Frank Caliendo — he of the many ads in the update from yesterday — as Dr. Phil, Frank TV ad:
Yew need'ta quit complainin' about all these Frank TV ads and accep' the fact that we're gonna bombard yew with the message that yew need to watch Frank TV.
While I appreciate that they're cognizant of the saturation of their ads, I don't want to appreciate it, because that's what they want me to do. The meta-advertisement is an interesting proposition, in that it can win over audiences by acknowledging the tenacity and, to a certain extent, mendacity of its pitch. But it relies on their knowingly doing something you don't like and then using a gimmick to skate past responsibility for it.

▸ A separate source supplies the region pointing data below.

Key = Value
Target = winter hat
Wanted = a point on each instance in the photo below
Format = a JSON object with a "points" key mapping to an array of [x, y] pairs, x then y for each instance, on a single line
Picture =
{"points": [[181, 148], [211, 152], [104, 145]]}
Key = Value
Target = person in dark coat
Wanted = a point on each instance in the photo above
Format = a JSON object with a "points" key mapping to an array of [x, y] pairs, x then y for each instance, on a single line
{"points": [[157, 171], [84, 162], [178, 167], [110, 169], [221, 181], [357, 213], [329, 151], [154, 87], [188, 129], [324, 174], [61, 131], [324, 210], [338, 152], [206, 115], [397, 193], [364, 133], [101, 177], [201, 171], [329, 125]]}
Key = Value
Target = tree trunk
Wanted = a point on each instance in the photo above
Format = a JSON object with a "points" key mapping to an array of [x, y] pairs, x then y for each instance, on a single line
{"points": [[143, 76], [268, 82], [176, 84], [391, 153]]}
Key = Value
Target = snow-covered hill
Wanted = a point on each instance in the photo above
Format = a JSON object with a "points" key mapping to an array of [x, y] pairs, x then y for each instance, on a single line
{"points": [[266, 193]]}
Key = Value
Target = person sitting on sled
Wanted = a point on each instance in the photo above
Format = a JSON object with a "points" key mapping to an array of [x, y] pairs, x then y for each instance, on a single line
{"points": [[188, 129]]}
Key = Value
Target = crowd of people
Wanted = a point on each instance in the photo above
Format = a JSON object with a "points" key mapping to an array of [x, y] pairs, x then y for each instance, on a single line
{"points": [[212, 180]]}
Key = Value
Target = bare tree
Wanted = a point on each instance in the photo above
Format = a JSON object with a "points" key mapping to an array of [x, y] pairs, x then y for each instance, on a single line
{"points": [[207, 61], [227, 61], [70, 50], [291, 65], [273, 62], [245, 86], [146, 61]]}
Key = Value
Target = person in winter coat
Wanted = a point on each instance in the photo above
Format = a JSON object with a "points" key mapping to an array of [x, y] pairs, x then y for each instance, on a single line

It's like someone with a drinking problem who steals your money coming up with a hilarious Youtube apology that says, "I know I steal your money to supply my drinking problem. It's really bad of me." It's clever, but, well... duh. You knew that already, so what do they expect you to do? They expect you to think that their acknowledging the existence of bad behavior excuses knowingly engaging in future bad behavior: that since they winked at you and since you're all in on it together, it pardons the fact that they're repeatedly being incredibly irritating and rude.


7:20 p.m.
Too depressed watching Sabathia get lit up, and no beer means no amelioration of the sudden doom. Also, I suddenly hate Phillies fans. Gloating does not become them, because you know if they were down four runs, they'd be hurling garbage at their own players. Watching Fringe on TiVo to find out if it's still as hokey and terrible as episodes #1 and #2 (all signs pointing to yes so far).


12:04 a.m.
Jesus Christ, the program guide said "MLB Playoffs 2008." No one said anything about the entire greater Chicago area being drawn and quartered and force-fed parts of their own hearts.